TL;DR — Flame graphs turn millions of stack samples into a single, color‑coded image that spots hot paths and hidden latency at a glance. By automating perf → stack collapse → SVG generation, you can pinpoint bottlenecks in Kafka brokers, Postgres queries, or any latency‑critical service within minutes.

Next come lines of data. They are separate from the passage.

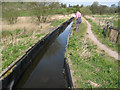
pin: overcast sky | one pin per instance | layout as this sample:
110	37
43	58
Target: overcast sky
89	2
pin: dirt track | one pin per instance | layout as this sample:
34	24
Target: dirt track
100	45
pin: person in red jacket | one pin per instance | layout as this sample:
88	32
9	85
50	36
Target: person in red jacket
78	20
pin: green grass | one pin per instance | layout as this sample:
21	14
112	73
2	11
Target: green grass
12	52
57	22
96	67
115	23
98	32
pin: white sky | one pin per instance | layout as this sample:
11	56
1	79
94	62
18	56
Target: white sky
71	2
89	0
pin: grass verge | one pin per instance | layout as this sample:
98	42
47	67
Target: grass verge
93	68
98	33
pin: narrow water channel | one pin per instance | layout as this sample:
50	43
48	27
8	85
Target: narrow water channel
48	71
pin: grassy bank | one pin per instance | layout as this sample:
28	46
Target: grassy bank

Performance engineering is often described as “finding a needle in a haystack.” In practice, the haystack is a massive collection of stack traces, CPU counters, and I/O timestamps. Flame graphs give you a heat‑map of that haystack, letting you see the hottest code paths first. This post walks through the theory, the tooling (Linux perf, Brendan Gregg’s scripts, and open‑source alternatives), how to embed the pipeline into CI/CD, and how to read the resulting SVGs against real production workloads such as Kafka, Airflow, and PostgreSQL.
What Is a Flame Graph?
A flame graph is a two‑dimensional visualization of stack trace samples:
| Axis | Meaning |
|---|---|
| X‑axis | Cumulative width of all samples that share the same call stack prefix. Wider rectangles = more time spent. |
| Y‑axis | Stack depth, with leaf functions at the bottom and callers above. The graph “flames” upward, hence the name. |
The concept was popularized by Brendan Gregg in 2010 and has since become the de‑facto standard for CPU‑bound profiling, latency analysis, and even JavaScript runtime debugging. The key insight is aggregation: instead of showing each individual sample, the graph merges identical prefixes, which compresses millions of frames into a few hundred rectangles.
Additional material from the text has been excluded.